眼保存療法が早期cT3c網膜芽細胞腫で生存率を損なわず有望
早期cT3c網膜芽細胞腫眼に対する初回眼保存療法で、全生存率を損なわず49.4%の眼球温存が達成された。
動脈内化学療法単独または静脈内化学療法との併用は、静脈内化学療法単独と比較して眼球温存に強く関連していた。
初診時眼圧32mmHg以上および角膜浮腫は眼球温存失敗の高リスク因子であり、慎重な個別化治療が必要である。
温存された眼のうち46.3%で光覚以上の視機能が回復した。
研究概要
デザイン:後方視的単施設コホート研究。
対象:2014年5月~2024年10月に診断された早期cT3c網膜芽細胞腫(水眼球を伴わない新生血管緑内障)患者132例。

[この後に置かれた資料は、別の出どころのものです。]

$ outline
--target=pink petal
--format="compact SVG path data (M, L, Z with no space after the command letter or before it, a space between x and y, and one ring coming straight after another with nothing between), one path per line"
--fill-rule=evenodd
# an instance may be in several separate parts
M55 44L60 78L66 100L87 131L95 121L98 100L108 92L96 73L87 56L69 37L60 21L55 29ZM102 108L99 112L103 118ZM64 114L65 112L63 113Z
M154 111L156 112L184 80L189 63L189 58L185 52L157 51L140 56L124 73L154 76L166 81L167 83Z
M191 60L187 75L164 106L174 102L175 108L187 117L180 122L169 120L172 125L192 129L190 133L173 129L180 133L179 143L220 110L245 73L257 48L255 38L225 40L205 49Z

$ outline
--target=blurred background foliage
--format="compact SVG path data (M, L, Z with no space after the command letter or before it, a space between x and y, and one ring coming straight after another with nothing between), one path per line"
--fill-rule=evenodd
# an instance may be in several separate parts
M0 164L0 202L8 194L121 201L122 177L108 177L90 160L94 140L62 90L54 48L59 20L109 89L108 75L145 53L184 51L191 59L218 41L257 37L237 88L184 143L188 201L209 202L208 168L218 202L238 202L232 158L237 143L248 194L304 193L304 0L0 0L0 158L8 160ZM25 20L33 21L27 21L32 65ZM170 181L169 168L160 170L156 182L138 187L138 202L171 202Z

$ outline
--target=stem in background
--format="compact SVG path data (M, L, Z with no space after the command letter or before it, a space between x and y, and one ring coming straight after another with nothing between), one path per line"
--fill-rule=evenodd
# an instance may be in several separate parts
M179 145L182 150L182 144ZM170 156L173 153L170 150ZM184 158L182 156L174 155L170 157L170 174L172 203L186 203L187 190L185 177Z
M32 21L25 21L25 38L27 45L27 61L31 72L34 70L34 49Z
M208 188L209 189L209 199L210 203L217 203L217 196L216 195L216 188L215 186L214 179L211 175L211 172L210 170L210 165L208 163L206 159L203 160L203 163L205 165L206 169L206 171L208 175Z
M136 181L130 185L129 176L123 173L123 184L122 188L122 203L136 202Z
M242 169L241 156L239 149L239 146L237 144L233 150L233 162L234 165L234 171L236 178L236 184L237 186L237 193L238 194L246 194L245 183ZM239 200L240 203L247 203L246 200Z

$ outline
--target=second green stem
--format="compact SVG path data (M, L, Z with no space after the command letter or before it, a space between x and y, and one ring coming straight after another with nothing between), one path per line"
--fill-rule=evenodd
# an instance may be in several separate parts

介入:初回眼保存療法(n=82)vs 初回眼球摘出(n=50)。
主要評価項目:全生存率、高リスク病理所見、眼球温存率、視機能。
追跡期間中央値:52.9ヶ月。
本研究の重要性
網膜芽細胞腫は小児で最も多い眼内悪性腫瘍である。進行期、特にcT3c(水眼球を伴わない新生血管緑内障)では従来、初回眼球摘出が行われてきた。本研究は、早期cT3c網膜芽細胞腫に対して生存率に悪影響を与えずに眼保存的アプローチが検討可能であり、眼球温存と部分的な視力保持の機会を提供するエビデンスを示す。
研究方法
中国の単施設の研究者らは、2014年5月~2024年10月に早期cT3c網膜芽細胞腫と診断された患者132例を後方視的に解析した。患者は2群に分けられ、50例が初回眼球摘出、82例が初回眼保存療法(静脈内化学療法、動脈内化学療法、冷凍凝固療法、レーザー光凝固療法、硝子体内化学療法を臨床的に適応)を受けた。主要評価項目は全生存率、高リスク病理所見の発生率、眼球温存率、視機能回復であった。Cox回帰を用いて眼球温存失敗に関連する因子を特定した。
研究結果
追跡期間中央値52.9ヶ月後、各群で1例の死亡のみで、全生存率に有意差はなかった(log-rank P=0.775)。眼保存療法は高リスク病理所見のオッズが有意に低く(オッズ比[OR] 0.21、P=0.003)、脈絡膜浸潤(OR 0.25、P=0.002)および視神経浸潤(OR 0.23、P=0.008)の低下を認めた。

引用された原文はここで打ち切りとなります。